Rethinking the Value of Multi-Agent Workflow: A Strong Single Agent Baseline

TL;DR

This paper demonstrates that a single LLM agent can faithfully simulate homogeneous multi-agent workflows via multi-turn conversations and shared KV caches, achieving performance comparable to or better than automated homogeneous MAS while substantially reducing inference cost. It introduces OneFlow, a Monte Carlo Tree Search–driven framework with dual meta-LLMs to automatically design compact workflows optimized for single-agent execution. Experimental results across code, math, QA, and planning benchmarks show strong cost-performance advantages, and a pilot on heterogeneous workflows indicates single-agent approaches can rival some auto-designed heterogeneous configurations while highlighting the remaining potential of true heterogeneity. The work positions single-LLM workflow execution as a strong baseline for MAS research and outlines future opportunities in truly heterogeneous agent systems and end-to-end single-agent training for complex workflows.

Abstract

Recent advances in LLM-based multi-agent systems (MAS) show that workflows composed of multiple LLM agents with distinct roles, tools, and communication patterns can outperform single-LLM baselines on complex tasks. However, most frameworks are homogeneous, where all agents share the same base LLM and differ only in prompts, tools, and positions in the workflow.
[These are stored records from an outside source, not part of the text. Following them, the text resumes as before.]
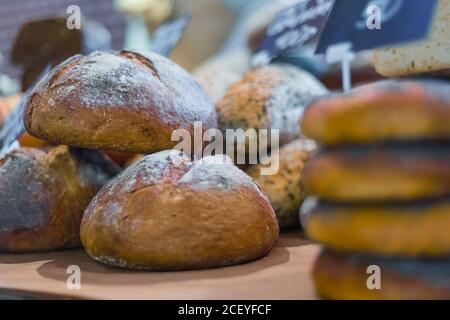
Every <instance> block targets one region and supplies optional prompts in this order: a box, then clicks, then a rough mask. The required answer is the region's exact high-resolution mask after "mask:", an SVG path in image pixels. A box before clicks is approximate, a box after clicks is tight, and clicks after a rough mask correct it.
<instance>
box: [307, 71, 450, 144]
mask: <svg viewBox="0 0 450 320" xmlns="http://www.w3.org/2000/svg"><path fill="white" fill-rule="evenodd" d="M301 128H302V132H303V134H305V135H306V136H307V137H309V138H312V139H314V140H316V141H317V142H318V143H321V144H325V145H335V144H352V143H373V142H385V141H410V140H417V141H420V140H447V139H449V138H450V84H448V83H446V82H444V81H438V80H384V81H380V82H376V83H373V84H370V85H365V86H361V87H359V88H356V89H354V90H352V91H350V92H349V93H347V94H343V95H335V96H329V97H326V98H323V99H319V100H316V101H315V102H314V103H312V104H311V105H310V106H309V107H308V108H307V109H306V111H305V114H304V116H303V118H302V120H301Z"/></svg>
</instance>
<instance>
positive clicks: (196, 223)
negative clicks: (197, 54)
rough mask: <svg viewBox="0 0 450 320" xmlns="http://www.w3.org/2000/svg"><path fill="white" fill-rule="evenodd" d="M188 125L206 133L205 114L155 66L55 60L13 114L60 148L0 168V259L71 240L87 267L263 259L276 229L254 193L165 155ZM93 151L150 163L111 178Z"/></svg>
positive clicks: (210, 156) (168, 76)
mask: <svg viewBox="0 0 450 320" xmlns="http://www.w3.org/2000/svg"><path fill="white" fill-rule="evenodd" d="M195 121H201V122H202V124H203V128H202V130H203V131H205V130H207V129H209V128H215V127H216V126H217V115H216V111H215V108H214V104H213V103H212V101H211V100H210V98H209V97H208V96H207V94H206V93H205V92H204V91H203V89H202V88H201V87H200V86H199V85H198V84H197V82H195V81H194V80H193V78H192V77H191V76H190V75H189V74H188V73H187V72H186V71H184V70H183V69H181V68H180V67H179V66H178V65H176V64H175V63H173V62H171V61H170V60H168V59H166V58H164V57H161V56H159V55H157V54H154V53H137V52H131V51H122V52H94V53H92V54H89V55H87V56H81V55H76V56H73V57H72V58H69V59H68V60H66V61H64V62H63V63H62V64H60V65H58V66H57V67H55V68H54V69H53V70H51V71H50V72H49V73H48V74H47V75H46V76H45V77H44V78H43V79H42V80H41V81H40V82H39V83H38V84H37V85H36V86H35V88H34V89H33V90H32V92H31V94H30V96H29V98H28V101H27V104H26V108H25V114H24V123H25V127H26V129H27V131H28V132H29V133H30V134H31V135H33V136H35V137H37V138H39V139H42V140H45V141H48V142H50V143H52V144H55V145H58V144H63V145H59V146H55V147H46V148H41V149H38V148H23V147H22V148H20V149H18V150H15V151H12V152H10V153H9V154H7V155H6V157H4V158H3V159H2V160H1V162H0V181H2V183H1V185H0V197H1V198H2V199H5V201H6V204H5V205H3V206H2V207H1V209H0V250H1V251H9V252H30V251H45V250H52V249H62V248H69V247H76V246H78V245H79V244H80V241H81V243H82V244H83V245H84V247H85V249H86V250H87V252H88V253H89V254H90V255H91V256H92V257H93V258H94V259H96V260H98V261H101V262H104V263H106V264H110V265H113V266H118V267H126V268H135V269H150V270H182V269H194V268H206V267H219V266H225V265H230V264H236V263H242V262H246V261H250V260H254V259H257V258H260V257H262V256H264V255H265V254H267V253H268V252H269V251H270V249H271V248H272V246H273V244H274V242H275V241H276V239H277V237H278V224H277V220H276V217H275V214H274V211H273V209H272V207H271V205H270V203H269V200H268V198H267V197H266V195H265V194H263V193H262V192H261V190H260V189H259V188H258V186H257V185H256V184H255V182H254V181H253V180H252V179H251V178H250V177H249V176H248V175H247V174H245V173H244V172H243V171H241V170H240V169H238V168H237V167H235V166H234V165H233V164H232V163H231V162H230V159H227V158H226V156H223V155H218V156H209V157H205V158H203V159H201V160H196V161H193V160H192V158H191V155H188V154H184V153H183V152H180V151H176V150H171V148H173V147H174V146H175V145H176V144H178V141H172V139H171V135H172V132H173V131H174V130H176V129H185V130H187V131H188V132H189V133H191V136H192V137H193V136H194V122H195ZM68 146H70V147H68ZM80 148H90V150H87V149H80ZM95 149H99V150H100V149H101V150H112V151H123V152H137V153H144V154H148V153H152V154H150V155H148V156H146V157H144V158H143V159H142V160H140V161H138V162H137V163H135V164H134V165H131V166H130V167H128V168H127V169H126V170H124V171H122V172H121V173H120V174H118V173H119V169H118V167H117V166H116V165H114V164H113V163H112V162H110V160H108V159H107V158H106V157H105V156H104V154H102V153H101V152H100V151H97V150H95ZM117 174H118V175H117ZM113 176H115V177H114V178H112V177H113ZM110 178H112V179H110ZM107 180H109V181H108V182H106V181H107ZM80 225H81V226H80Z"/></svg>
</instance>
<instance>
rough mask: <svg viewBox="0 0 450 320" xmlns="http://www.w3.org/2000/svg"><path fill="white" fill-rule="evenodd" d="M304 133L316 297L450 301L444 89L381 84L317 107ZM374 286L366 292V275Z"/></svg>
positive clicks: (349, 94)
This raises the question of whether such workflows can be simulated by a single agent through multi-turn conversations. We investigate this across seven benchmarks spanning coding, mathematics, general question answering, domain-specific reasoning, and real-world planning and tool use. Our results show that a single agent can reach the performance of homogeneous workflows with an efficiency advantage from KV cache reuse, and can even match the performance of an automatically optimized heterogeneous workflow. Building on this finding, we propose \textbf{OneFlow}, an algorithm that automatically tailors workflows for single-agent execution, reducing inference costs compared to existing automatic multi-agent design frameworks without trading off accuracy. These results position the single-LLM implementation of multi-agent workflows as a strong baseline for MAS research. We also note that single-LLM methods cannot capture heterogeneous workflows due to the lack of KV cache sharing across different LLMs, highlighting future opportunities in developing \textit{truly} heterogeneous multi-agent systems.
Paper Structure (28 sections, 8 equations, 3 figures, 10 tables, 1 algorithm)
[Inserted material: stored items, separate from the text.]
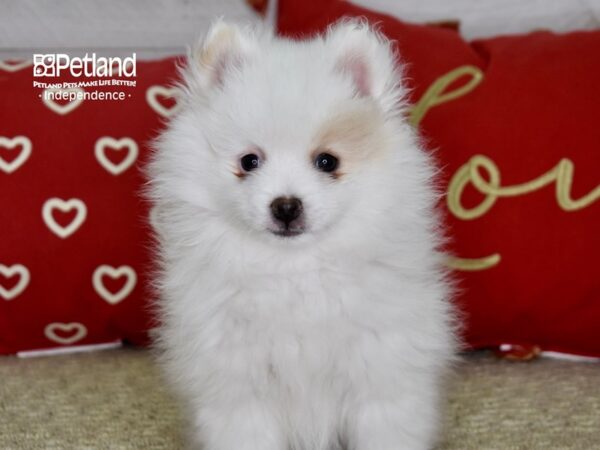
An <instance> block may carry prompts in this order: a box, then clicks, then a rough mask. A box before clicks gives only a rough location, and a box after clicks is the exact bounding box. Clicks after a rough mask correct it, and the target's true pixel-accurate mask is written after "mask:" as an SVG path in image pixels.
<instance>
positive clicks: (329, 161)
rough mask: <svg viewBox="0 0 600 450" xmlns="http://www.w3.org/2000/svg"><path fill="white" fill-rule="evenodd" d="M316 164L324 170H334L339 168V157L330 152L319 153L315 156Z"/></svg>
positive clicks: (316, 166) (326, 171)
mask: <svg viewBox="0 0 600 450" xmlns="http://www.w3.org/2000/svg"><path fill="white" fill-rule="evenodd" d="M315 166H316V168H317V169H319V170H321V171H323V172H333V171H334V170H335V169H337V166H338V159H337V158H336V157H335V156H333V155H330V154H329V153H319V154H318V155H317V157H316V158H315Z"/></svg>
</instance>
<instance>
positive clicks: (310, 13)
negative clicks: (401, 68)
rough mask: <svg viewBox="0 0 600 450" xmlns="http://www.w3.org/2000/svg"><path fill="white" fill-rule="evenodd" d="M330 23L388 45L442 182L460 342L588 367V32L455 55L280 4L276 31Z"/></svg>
mask: <svg viewBox="0 0 600 450" xmlns="http://www.w3.org/2000/svg"><path fill="white" fill-rule="evenodd" d="M343 16H351V17H357V16H364V17H366V18H367V19H368V20H369V21H371V22H372V23H375V24H378V26H379V27H380V30H381V31H382V32H383V33H384V34H385V35H387V36H388V37H389V38H391V39H394V40H397V44H398V49H399V54H400V58H401V59H402V61H403V63H404V67H405V69H406V83H407V84H408V85H409V87H410V88H411V89H412V93H411V100H412V102H413V103H414V105H415V106H414V108H413V110H412V113H411V120H412V121H413V123H415V124H418V125H419V126H420V128H421V130H422V135H423V136H424V140H425V142H426V144H427V146H428V147H429V148H431V149H435V152H436V156H437V158H438V160H439V162H440V167H442V168H443V174H442V177H441V178H442V179H441V182H442V185H443V186H444V188H445V189H446V193H447V196H446V198H445V201H444V207H445V208H447V212H448V214H447V221H448V229H449V230H450V234H451V237H452V244H451V247H452V248H451V250H452V252H453V254H455V255H456V258H454V259H452V260H451V261H450V264H451V266H452V267H453V268H455V269H456V277H457V278H458V280H459V283H458V284H459V287H460V293H459V295H458V297H457V299H456V301H457V302H458V304H459V307H460V309H461V310H462V311H464V316H465V320H466V328H465V338H466V340H467V342H468V343H469V344H470V345H471V346H472V347H490V346H500V345H501V344H509V345H513V346H521V347H526V348H530V349H532V350H533V351H534V352H535V351H537V350H539V349H542V350H552V351H560V352H567V353H575V354H581V355H595V356H600V264H598V262H597V256H596V255H598V254H599V253H600V237H599V236H600V234H599V230H600V201H598V199H599V198H600V186H599V185H598V182H599V181H600V126H599V125H598V105H600V90H599V89H598V88H597V85H598V80H599V77H600V32H599V31H594V32H578V33H570V34H565V35H556V34H552V33H546V32H538V33H532V34H529V35H523V36H507V37H498V38H493V39H485V40H479V41H475V42H472V43H468V42H465V41H464V40H463V39H462V38H461V37H460V35H459V34H457V33H456V32H454V31H452V30H448V29H440V28H433V27H426V26H421V25H412V24H407V23H404V22H401V21H400V20H397V19H395V18H393V17H390V16H387V15H384V14H379V13H375V12H372V11H369V10H367V9H364V8H360V7H358V6H354V5H352V4H351V3H348V2H345V1H341V0H321V1H319V2H306V1H300V0H280V2H279V17H278V28H279V32H280V33H281V34H284V35H287V36H294V37H301V36H306V35H311V34H313V33H315V32H320V31H323V30H324V29H325V28H326V26H327V25H329V24H331V23H332V22H334V21H336V20H338V19H339V18H341V17H343ZM526 353H528V352H526Z"/></svg>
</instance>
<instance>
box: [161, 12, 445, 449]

This paper contains 28 sections, 8 equations, 3 figures, 10 tables, 1 algorithm.

Figures (3)

  • Figure 1: Sample question--answer pair from a session-based query recommendation task (left), an exemplar agentic workflow to solve it (middle), and its code representation (right). The workflow demonstrates how multiple LLM agents can collaborate to process complex shopping queries through sequential and conditional execution patterns.
  • Figure 2: An example to show how OneFlow framework works. The framework employs dual meta-LLMs (One creative workflow designer and one workflow critic) with Monte Carlo Tree Search to automatically design multi-agent workflows that suitable for single-agent execution for complex tasks. The left panel shows how the first five rounds of workflow design and selection process work. The right panel shows how workflow 6 is generated.
  • Figure 3: Pareto frontier: single agent executes multi-agent homogeneous workflow vs. original multi-agent workflows on TravelPlanner xie2024travelplanner benchmark. All the workflows are searched by Claude 4 Sonnet. All the workflows are executed by GPT-4o mini.